Firstly, to answer your question: unfortunately there isn’t any other limits that can stop the number of signals being sent. I’m not sure how useful that would be, though. The signal
, start
and signalwithstart
APIs are among the most critical APIs that Cadence users call, because these are the ones that persist data in Cadence. We usually try to keep these APIs as highly available as possible so that we can accept and persist the data that came with these requests. Otherwise, the clients would have to either have a fallback datastore to persist the requests rejected by Cadence, or just propagate failures to their upstream.
The primary benefit of MaximumSignalsPerExecution
limit is to protect the Cadence database from unbounded growth of a single workflow execution. I wouldn’t recommend playing with it just to improve one use case.
The race between signals and ContinueAsNew
is a relatively common problem. I have some ideas to address it, but I don’t think we’ll be able to do it soon due to competing priorities. In the meantime, I think the best thing to do is to set the right expectations for your workflow. Here are two principles that you should keep in mind when designing your workflows:
- Even though Cadence scales horizontally very well in terms of number of concurrent workflows, it doesn’t scale very well on a per-workflow basis. The reason is that the cadence server acquires locks for each workflow and does every db update as an expensive transaction in order to provide all the consistency guarantees that are needed behind the scenes to keep the workflows safe. The rule of thumb that I recommend is: design your workflows such that they don’t generate more than 10 events per second, including the signals received. When you exceed that limit, you’ll start hitting lock contentions for a particular workflow, leading to latency increases and timeouts, even though rest of the system is quite healthy/idle.
- The
decision tasks
(ie. how long your workflow reacts to events and decides the next steps) should be very fast, as in milliseconds. This would increase the chance of everything around the workflow to move quickly without blocking each other.

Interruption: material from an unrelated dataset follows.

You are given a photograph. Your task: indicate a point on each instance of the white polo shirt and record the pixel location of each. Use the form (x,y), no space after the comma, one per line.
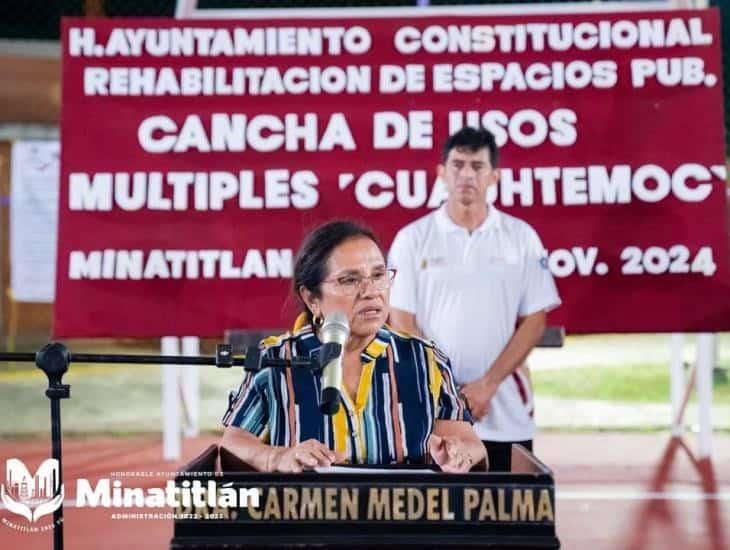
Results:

In your case, you should look into the following ideas if you haven’t already:
- Think about how you can reduce the number of signals per workflow if you had a hard limit like let’s say 5 per second. Perhaps you can work around this by starting many similar workflows instead of just one and signaling a random one to distribute the load across them
- Make sure your decisions are as fast as possible, especially when processing signals and when trying to continue as new.
- If you are trying to schedule any work (ie. activity, etc) upon receiving the signal, try to just put it into a list and pass it as an input to the next run of the workflow as input, so the new workflow run does the signal handling work that the previous run skipped.